RAN’s Community Action Grants program also served as a lifeline to activists attending the COP16 Conference on Biodiversity in Cali, Colombia. One of the organizations RAN supported was CENPAZ, an umbrella organization of Indigenous, Afro-Colombian, and Peasant organizations. In anticipation of the COP in October, CENPAZ organized a gathering to honor Phanor Guazaquillo Peña, an Indigenous land defender murdered in December 2023, and create a magazine that highlights the connection between peace and biodiversity in Colombia that was circulated among attendees at the COP. The magazine informed conference attendees about the unique challenges that Afro-Colombian and Indigenous peoples face in Colombia when protecting the environment and their territories. RAN’s CAG program also supported a delegation of activists from Afro-Colombian and Indigenous communities throughout Colombia to attend COP16, providing critical opportunities for learning and networking with activists worldwide.
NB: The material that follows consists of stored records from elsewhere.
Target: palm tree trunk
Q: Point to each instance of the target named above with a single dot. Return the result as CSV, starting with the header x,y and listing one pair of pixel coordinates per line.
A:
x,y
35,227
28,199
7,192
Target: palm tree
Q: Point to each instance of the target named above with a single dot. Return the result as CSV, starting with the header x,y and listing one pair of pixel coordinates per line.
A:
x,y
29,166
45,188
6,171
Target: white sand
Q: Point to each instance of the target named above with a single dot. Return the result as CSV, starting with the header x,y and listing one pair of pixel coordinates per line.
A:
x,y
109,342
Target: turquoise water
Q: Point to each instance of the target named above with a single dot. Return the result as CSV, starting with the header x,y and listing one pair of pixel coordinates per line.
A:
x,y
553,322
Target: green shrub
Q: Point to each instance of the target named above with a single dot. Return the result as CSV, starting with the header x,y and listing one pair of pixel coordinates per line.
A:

Gathering for Biodiversity and Peace in Putumayo, Colombia. A large room where people sit in chairs in a large circle facing each other.
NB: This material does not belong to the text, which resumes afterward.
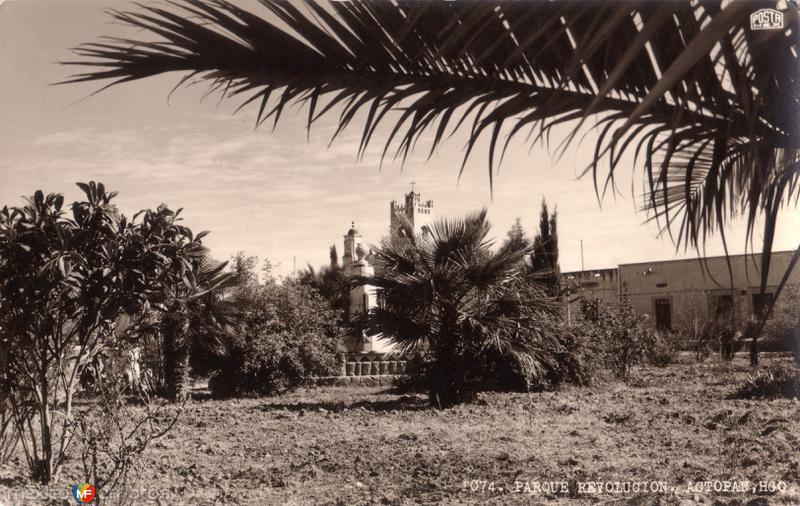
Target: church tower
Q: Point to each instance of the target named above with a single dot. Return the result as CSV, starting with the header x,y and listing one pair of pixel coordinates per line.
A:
x,y
418,212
Gathering for Biodiversity and Peace in Putumayo, Colombia. Photocredit: CENPAZ

In 2024, RAN continued its ongoing solidarity with the Ceibo Alliance through our CAGs. Ceibo Alliance is an organization that brings together the Siona, A’i Kofan, Siekopai, and Waorani Indigenous nations in the Ecuadorian Amazon to work together to defend their territory and cultural autonomy while building solutions-based alternatives to rainforest destruction. RAN’s grants provided the Alliance with the resources to expand their territorial defense strategies through community-based monitoring, mapping, and governance efforts, protecting nearly 960,000 hectares of Amazon rainforest in addition to support for conferences and leadership development opportunities for the Alliance’s members. RAN also provided much-needed support for the Alliance’s political advocacy, securing a historic legal victory that lays the groundwork to give Indigenous land titles to 3.5 million hectares of Amazon rainforest in Ecuador. Additionally, CAG contributed to expanding community-led education models that balance Western technical subjects with the reintegration of Indigenous language, worldview, and ways of learning. The work of the Alliance shows that despite the attempts of the Ecuadorian government and elites to nullify the historic achievements of the country’s Indigenous movements by continuing to extract the Amazon, there is strength in a united alliance to protect the Amazon.
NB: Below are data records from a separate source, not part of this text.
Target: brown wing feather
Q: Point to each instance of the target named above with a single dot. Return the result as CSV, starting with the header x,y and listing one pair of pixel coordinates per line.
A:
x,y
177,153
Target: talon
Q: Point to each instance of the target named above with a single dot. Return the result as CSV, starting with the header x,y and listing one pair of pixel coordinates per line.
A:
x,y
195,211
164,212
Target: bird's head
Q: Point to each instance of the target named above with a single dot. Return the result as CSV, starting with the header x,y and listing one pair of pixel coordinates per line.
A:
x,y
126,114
A community-led education project from the Ceibo Alliance. Photo credit: Mateo Barriga
A community-led education project from the Ceibo Alliance. Photo credit: Mateo Barriga

Despite the many threats that 2024 posed to democracy and the environment, RAN’s Community Action Grants program shows that significant victories can be achieved through broad alliances in the Global South and the periphery of the Global North. From the Brazilian Amazon to the Gulf South, community organizations are showing that they can unite those most affected by climate chaos, challenge corporate power, and resist the tide of climate change. As we enter into uncertain times in 2025, RAN’s Community Action Grants will be a key tool for grassroots organizations around the world to build strong alliances that can stand up to the rise of the far-right and those who seek to use the global crisis to profit off of the destruction of our environment and further our descent into climate chaos. CAG reminds us that those who are most affected by climate change will be the ones who lead the struggle to stop it.